Palacios, police investigators said, was one of the Colombians who allegedly entered the president’s room, where Moïse was tortured before being shot multiple times. He could tell investigators who fired the fatal shots.
Haiti initially arrested 44 suspects in the slaying. One has since died of COVID-related illnesses, and four others were recently released by the investigative judge conducting the probe there in advance of bringing charges. None of those individuals have yet been charged, however.
Haiti police investigators have detained and interrogated 18 Colombians, as well as two Haitian Americans, Solages and Joseph Vincent, the latter of whom also claimed he was working as a translator. Investigators also questioned and imprisoned Christian Emmanuel Sanon, a Haitian-American pastor and doctor considered by police to be one of the planners. They have linked Sanon to the owner of a Miami-area security firm, Counter Terrorism Unit, or CTU, and to one of the owner’s associates. CTU is suspected of recruiting the Colombians and obtaining two loans from a Weston-based lending firm that Haitian police say provided money for the assassination.
U.S. lawyers for the South Florida business owners, whose homes and offices have been the subject of search warrants, have said that while they were involved in a plan to replace Moïse with an interim leader in a peaceful transition of power, they had no knowledge of a plot to kill or violently overthrow him.

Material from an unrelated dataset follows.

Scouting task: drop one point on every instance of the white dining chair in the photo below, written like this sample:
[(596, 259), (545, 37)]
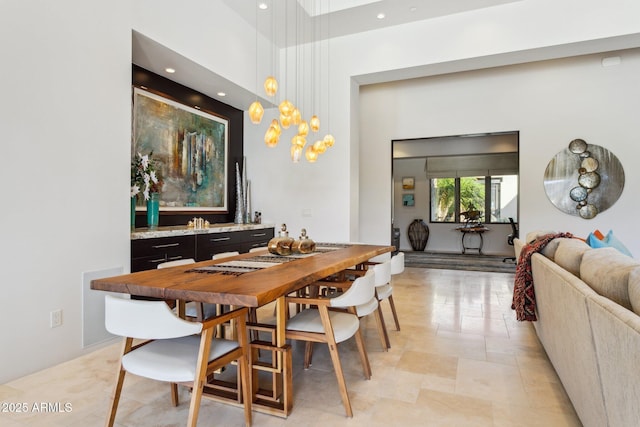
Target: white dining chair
[(196, 310), (319, 324), (173, 348), (225, 254), (384, 288)]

Solages, Vincent and Sanon have also professed their innocence directly. After turning themselves in, Solages and Vincent, a former DEA informant, told Haitian authorities that their mission was not to kill Moïse but to arrest him and install Sanon as interim president.
Both the FBI and Homeland Security Investigations are conducting their own probes, looking at the involvement of the two companies, their owners and the three jailed Haitian Americans, all of whom lived in South Florida before traveling to Port-au-Prince early last year ahead of the slaying. The question is to what extent Palacios’ arrest connects to the broader ongoing U.S. probe and whether it might help FBI and Homeland Security agents build a strong case.
The way Palacios arrived in the United States is not unusual. U.S. law enforcement agencies sometimes seek to circumvent the lengthy process of extradition — with the cooperation of foreign governments — when a suspect is in transit. Haiti’s government had filed an INTERPOL Red Notice, an international alert, on Oct. 21, 2021, after Palacios’ Jamaica arrest.
Palacios had surrendered in Jamaica in October. He was among several suspects on the run after Moïse’s murder. One of the suspects, Haitian-Palestinian businessman Samir Handal, was detained in Turkey after arriving in Istanbul from Miami. His ultimate destination was Jordan. His family in Miami says he is innocent and that authorities knew his whereabouts all along. He is currently the subject of a Haitian government extradition request.